Happily, says Cardinal Bausset, feeling at Rome quieted down; and Innocent XI. was "providentially diverted from censuring the doctrine of France. He restricted himself to rewarding, with more generosity than judgment, the numerous writers who attacked the Assembly of 1682."[2] Not venturing to condemn the four Articles, he showed his displeasure by refusing Bulls to its members if nominated to Bishoprics. Louis XIV. retaliated by refusing to allow any Bishop to accept the papal Approval. This lasted through the pontificates of Innocent XI. and Alexander VIII. Innocent XII., says Cardinal Bausset, demanded and obtained letters of apology from the former deputies of the Assembly.
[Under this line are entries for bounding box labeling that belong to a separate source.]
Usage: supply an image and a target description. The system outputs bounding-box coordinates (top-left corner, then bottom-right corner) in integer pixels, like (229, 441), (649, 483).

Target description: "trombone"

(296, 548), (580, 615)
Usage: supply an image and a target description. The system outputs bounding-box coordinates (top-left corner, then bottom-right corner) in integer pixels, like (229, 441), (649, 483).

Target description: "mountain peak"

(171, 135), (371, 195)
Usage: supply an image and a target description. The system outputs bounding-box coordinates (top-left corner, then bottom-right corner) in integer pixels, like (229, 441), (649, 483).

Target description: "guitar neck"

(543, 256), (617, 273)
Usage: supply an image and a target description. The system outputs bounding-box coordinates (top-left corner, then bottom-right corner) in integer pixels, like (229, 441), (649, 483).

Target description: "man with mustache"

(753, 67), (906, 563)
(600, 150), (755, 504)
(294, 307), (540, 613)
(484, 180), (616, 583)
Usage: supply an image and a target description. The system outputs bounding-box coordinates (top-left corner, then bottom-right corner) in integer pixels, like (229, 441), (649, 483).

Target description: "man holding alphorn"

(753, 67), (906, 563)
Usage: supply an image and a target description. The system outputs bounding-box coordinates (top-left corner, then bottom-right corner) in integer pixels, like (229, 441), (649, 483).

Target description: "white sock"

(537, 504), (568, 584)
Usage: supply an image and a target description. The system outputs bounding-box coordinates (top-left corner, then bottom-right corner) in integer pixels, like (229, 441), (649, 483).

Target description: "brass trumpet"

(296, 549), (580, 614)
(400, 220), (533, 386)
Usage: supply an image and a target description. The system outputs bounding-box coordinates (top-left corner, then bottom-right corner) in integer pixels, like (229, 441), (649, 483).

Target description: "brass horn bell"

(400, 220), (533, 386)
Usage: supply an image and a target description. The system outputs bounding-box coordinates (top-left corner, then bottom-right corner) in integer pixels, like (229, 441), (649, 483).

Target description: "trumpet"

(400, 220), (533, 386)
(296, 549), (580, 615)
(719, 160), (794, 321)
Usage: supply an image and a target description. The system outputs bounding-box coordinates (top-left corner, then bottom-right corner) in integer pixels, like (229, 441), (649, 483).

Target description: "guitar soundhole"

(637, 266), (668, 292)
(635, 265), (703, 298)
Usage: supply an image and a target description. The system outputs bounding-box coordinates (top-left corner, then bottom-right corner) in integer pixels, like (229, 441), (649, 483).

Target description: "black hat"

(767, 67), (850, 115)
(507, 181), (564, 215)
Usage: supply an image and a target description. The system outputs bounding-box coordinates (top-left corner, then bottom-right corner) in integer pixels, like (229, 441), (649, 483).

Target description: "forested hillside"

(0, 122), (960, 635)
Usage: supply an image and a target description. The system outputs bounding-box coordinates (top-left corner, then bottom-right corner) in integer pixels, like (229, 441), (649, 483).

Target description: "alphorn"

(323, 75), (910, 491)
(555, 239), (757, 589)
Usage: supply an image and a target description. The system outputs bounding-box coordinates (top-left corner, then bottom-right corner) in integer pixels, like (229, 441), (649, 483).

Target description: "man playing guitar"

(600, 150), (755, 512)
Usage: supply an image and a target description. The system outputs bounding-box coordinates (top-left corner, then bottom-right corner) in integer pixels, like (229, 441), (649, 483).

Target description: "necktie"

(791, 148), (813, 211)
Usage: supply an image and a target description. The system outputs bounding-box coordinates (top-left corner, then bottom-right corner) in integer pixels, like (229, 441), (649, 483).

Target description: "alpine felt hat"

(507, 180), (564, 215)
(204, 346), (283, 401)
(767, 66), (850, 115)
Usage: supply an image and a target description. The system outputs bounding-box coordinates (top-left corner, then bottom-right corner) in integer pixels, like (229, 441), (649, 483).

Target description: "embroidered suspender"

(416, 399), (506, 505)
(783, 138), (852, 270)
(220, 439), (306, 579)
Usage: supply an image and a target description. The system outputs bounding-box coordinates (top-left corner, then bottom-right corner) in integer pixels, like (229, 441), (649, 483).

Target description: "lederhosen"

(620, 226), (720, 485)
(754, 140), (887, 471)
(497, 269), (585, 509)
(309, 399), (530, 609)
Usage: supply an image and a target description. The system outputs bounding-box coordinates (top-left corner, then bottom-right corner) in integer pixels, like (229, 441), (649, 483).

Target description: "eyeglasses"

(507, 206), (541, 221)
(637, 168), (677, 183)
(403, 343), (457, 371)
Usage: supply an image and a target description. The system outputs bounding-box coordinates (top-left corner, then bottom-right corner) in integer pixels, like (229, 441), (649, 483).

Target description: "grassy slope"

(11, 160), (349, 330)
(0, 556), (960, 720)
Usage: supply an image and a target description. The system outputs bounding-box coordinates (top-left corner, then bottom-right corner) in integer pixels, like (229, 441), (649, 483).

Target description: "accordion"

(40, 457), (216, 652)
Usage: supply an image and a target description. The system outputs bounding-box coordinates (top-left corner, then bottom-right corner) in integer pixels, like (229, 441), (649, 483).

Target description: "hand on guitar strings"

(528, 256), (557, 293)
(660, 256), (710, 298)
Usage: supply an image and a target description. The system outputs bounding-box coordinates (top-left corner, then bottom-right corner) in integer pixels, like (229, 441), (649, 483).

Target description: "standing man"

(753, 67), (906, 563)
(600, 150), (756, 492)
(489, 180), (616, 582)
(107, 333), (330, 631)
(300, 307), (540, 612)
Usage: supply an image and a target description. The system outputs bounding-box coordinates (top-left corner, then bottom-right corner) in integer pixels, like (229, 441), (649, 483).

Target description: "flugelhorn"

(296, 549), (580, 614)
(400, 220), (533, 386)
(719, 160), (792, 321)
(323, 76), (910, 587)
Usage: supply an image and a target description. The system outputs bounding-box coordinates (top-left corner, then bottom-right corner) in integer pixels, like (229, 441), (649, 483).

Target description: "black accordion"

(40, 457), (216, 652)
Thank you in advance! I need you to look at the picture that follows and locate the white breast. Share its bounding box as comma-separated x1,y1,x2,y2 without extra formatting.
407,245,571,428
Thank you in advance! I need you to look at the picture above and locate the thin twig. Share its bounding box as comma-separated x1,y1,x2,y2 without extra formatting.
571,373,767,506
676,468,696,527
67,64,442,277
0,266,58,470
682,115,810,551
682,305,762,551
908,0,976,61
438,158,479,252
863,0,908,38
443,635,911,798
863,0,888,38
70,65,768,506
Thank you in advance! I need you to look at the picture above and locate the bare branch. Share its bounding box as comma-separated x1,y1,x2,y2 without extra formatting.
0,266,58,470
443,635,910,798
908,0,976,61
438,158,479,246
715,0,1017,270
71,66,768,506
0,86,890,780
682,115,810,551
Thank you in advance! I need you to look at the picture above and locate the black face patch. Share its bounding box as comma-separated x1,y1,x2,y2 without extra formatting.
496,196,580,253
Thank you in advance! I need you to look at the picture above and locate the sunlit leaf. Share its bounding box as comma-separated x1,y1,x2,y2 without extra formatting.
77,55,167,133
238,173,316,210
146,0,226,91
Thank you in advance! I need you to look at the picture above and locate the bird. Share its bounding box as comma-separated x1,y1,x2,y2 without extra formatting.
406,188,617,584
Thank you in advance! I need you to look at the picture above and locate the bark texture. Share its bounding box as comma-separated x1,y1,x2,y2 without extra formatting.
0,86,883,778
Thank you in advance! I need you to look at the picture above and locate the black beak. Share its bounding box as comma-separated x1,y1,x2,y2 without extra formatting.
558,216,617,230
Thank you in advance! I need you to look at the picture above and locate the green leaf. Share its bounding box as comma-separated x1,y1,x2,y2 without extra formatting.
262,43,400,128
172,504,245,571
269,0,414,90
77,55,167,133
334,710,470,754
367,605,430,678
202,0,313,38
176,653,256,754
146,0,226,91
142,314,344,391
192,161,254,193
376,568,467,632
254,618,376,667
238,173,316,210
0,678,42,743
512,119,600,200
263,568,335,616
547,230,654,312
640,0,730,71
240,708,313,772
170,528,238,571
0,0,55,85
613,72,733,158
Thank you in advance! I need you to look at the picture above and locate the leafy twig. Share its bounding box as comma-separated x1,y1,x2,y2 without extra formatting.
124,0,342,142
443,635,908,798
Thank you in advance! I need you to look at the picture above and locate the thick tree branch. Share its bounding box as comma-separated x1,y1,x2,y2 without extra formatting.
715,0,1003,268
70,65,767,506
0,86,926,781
They expressed their concern at his resentment, but in vague and general terms capable of various interpretations, and without any suggestion of abandoning their traditional convictions.

But when Clement XI. attempted, on the strength of these letters, to induce Louis XIV. to suppress the Assembly's propositions, Louis replied that Innocent XII. understood that his wisdom lay in not attacking principles regarded in France as fundamental and primitive, and held unaltered by the French Church over many centuries. His Holiness, said the King, is too enlightened to declare heretical what the Church

  1. Bossuet's letter to M. Dirois.
  2. Bausset, Hist, de Bossuet, ii. p. 197.